How Different Types of Preservative are Used to Treat Pine
Timber is a widely accepted product used throughout the building industry. It's environmentally friendly and is harvested from sustainably-managed forests. However, in its natural state once harvested it will be subject to degradation. This is why any timber used in outdoor environments is treated to survive attack from weathering, insects or fungal infestation. What types of treatment are used and for what final applications?
Three Categories of Preservative
Treated pine is injected with special chemical solutions to guard against insects and fungi. The process used injects these preservatives far into the wood, giving the product long-term resistance. There are three different categories of preservative used in the industry – water born, oil borne, and light organic solvent preservatives.
The most commonly used preservatives are waterborne, due to their relatively low cost and good availability. These include Alkaline Copper Quarternary H3, Chromated Copper Arsenate H3-6 and MicroPro, H3–4.
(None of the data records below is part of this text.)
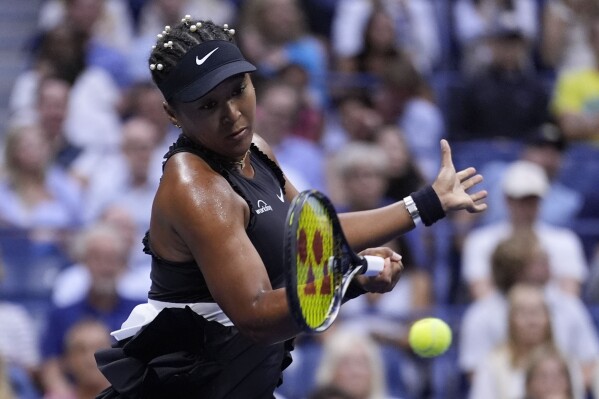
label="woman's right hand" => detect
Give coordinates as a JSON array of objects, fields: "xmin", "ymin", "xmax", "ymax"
[{"xmin": 433, "ymin": 139, "xmax": 487, "ymax": 213}]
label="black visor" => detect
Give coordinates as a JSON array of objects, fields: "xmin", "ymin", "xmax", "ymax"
[{"xmin": 158, "ymin": 40, "xmax": 256, "ymax": 103}]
- Alkaline Copper Quarternary is a composite made from quarternary ammonium and copper. The treated timber has a light greenish appearance and will change in colour over time to brown and then grey. The timber, which can be used for decking, playground equipment or most outside furniture, can be stained or painted with a variety of different colours.
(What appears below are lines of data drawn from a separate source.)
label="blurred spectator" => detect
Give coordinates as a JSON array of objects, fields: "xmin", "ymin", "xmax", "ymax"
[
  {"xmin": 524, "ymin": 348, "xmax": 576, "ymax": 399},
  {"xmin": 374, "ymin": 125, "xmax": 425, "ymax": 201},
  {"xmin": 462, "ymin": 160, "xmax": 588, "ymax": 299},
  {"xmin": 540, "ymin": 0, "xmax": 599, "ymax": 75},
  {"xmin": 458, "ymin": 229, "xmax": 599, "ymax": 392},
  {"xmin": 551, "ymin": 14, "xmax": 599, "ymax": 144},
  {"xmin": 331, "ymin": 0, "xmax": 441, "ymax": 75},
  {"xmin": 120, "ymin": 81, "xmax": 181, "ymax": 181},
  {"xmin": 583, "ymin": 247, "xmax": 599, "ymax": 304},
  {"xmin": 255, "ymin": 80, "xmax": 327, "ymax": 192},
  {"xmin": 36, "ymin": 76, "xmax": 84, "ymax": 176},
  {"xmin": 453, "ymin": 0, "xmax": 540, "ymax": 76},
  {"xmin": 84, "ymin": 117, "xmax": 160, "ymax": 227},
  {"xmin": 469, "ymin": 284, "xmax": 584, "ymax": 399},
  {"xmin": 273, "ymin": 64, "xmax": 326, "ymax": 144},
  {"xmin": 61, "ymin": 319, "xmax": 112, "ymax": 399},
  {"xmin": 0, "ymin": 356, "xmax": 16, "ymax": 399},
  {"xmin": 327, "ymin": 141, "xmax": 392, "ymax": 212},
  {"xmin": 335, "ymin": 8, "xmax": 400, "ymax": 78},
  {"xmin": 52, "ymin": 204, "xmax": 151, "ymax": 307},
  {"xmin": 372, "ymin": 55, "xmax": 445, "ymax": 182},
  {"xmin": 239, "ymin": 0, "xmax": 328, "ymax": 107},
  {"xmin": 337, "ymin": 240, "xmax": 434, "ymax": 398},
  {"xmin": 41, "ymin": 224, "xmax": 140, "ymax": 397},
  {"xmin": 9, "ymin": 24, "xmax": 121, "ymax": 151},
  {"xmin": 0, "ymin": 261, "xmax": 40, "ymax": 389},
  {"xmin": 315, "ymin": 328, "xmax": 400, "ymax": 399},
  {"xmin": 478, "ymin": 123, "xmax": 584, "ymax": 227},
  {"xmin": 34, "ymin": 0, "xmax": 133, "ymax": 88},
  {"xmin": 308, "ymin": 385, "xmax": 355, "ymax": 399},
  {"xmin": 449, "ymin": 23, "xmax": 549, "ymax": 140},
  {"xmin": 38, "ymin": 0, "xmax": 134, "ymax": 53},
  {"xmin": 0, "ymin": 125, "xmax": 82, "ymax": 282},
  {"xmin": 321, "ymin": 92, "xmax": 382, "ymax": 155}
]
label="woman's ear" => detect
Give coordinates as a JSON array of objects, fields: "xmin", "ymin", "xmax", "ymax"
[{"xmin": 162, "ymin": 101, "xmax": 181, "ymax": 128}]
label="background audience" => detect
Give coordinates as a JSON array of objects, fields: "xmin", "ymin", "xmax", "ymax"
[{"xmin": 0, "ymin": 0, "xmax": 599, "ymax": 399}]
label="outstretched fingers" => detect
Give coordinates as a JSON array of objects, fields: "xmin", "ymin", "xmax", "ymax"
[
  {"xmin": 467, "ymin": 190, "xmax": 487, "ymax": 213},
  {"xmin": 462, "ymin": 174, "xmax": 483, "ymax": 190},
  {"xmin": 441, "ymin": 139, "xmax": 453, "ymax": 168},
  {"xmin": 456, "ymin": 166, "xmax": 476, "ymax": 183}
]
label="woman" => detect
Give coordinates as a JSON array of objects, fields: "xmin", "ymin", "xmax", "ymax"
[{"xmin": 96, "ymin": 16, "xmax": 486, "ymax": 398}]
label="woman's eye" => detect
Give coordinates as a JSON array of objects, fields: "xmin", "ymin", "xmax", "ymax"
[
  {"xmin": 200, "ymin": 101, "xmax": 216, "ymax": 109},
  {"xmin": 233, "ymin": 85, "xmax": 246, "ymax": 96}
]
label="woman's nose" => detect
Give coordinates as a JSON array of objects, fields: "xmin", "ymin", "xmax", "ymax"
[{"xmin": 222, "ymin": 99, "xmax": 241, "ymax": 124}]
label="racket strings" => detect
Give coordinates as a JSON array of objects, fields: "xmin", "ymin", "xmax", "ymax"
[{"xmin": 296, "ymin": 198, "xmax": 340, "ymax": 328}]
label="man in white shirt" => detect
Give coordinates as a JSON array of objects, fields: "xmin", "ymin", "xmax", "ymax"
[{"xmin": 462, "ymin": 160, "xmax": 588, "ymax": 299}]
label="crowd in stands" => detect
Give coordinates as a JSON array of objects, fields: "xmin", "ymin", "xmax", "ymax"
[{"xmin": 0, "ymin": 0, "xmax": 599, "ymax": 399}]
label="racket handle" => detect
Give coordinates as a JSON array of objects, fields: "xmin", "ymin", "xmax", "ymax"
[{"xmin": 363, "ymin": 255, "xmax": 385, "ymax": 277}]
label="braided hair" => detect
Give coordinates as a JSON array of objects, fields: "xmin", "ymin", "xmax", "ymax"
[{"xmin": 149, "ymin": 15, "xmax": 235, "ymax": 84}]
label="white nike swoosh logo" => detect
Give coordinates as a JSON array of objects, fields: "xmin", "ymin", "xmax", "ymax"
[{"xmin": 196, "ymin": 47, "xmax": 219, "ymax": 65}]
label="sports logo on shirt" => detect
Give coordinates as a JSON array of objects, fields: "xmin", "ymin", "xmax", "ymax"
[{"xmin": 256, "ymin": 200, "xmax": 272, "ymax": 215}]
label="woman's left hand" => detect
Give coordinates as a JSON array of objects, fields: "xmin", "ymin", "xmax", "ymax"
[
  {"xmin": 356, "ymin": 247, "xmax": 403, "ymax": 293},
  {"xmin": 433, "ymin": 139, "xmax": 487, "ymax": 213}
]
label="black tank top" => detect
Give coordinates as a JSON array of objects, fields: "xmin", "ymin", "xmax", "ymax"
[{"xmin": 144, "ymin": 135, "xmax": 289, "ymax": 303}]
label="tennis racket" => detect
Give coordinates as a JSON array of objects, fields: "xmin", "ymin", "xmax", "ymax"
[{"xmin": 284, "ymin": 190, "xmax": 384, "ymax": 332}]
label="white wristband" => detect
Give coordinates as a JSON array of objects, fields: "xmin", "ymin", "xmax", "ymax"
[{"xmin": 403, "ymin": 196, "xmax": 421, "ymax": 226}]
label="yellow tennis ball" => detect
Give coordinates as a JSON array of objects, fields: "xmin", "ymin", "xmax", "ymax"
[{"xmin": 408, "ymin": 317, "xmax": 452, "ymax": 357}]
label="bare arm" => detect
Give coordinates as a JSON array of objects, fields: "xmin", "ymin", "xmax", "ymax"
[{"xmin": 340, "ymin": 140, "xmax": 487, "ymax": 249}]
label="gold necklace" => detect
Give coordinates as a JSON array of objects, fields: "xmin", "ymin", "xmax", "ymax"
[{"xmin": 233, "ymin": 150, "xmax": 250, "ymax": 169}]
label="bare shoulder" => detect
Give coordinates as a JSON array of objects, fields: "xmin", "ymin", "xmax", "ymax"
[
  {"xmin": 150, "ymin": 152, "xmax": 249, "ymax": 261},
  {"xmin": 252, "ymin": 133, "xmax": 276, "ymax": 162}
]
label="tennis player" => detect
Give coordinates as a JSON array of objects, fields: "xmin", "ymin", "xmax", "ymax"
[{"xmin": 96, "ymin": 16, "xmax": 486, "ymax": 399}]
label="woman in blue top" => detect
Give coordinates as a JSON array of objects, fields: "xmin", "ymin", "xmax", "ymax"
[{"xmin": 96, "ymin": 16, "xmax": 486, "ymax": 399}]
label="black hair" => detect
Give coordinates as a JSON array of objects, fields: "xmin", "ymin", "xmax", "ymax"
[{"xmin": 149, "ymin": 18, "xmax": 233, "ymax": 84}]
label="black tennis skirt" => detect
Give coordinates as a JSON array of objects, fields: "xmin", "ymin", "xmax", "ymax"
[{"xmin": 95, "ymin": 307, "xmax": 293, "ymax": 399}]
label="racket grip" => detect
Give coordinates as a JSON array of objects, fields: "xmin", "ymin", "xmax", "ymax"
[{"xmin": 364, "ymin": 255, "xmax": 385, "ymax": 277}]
- Chromated Copper is one of the oldest solutions in the marketplace and is made of copper as a fungicide, arsenic as an insecticide and chromium as a binding agent. This type of treated pine wood is largely maintenance free, very cost-effective and is often seen in landscaping, bridges, outdoor decks, carports and fencing projects.
- The Micropro technology is in widespread use in the USA, but still represents a new approach in Australia. It is used in very concentrated formats and results in the creation of a much smaller amount of copper as compared to the other processes. This wood has a more natural timber appearance and is very receptive to staining and painting. It is commonly seen in playgrounds, public parks, boardwalks, decking, and pergolas.
Oil borne preservatives are far less common. They include a mixture of creosote and sometimes fuel oil and the preservative is administered without solvents. Specifically, this approach is used to treat wood being used for railway sleepers.
Light organic solvent preservatives contain fungicides designed for protection against decay and insecticides specifically designed to control termites. It is applied using a vacuum pressure process. More specifically, the process used to inject the solution causes no swelling of the wood, and the timber maintains its aesthetic shape, size and strength. This type of treated wood is particularly good for structures in areas prone to termite outbreaks.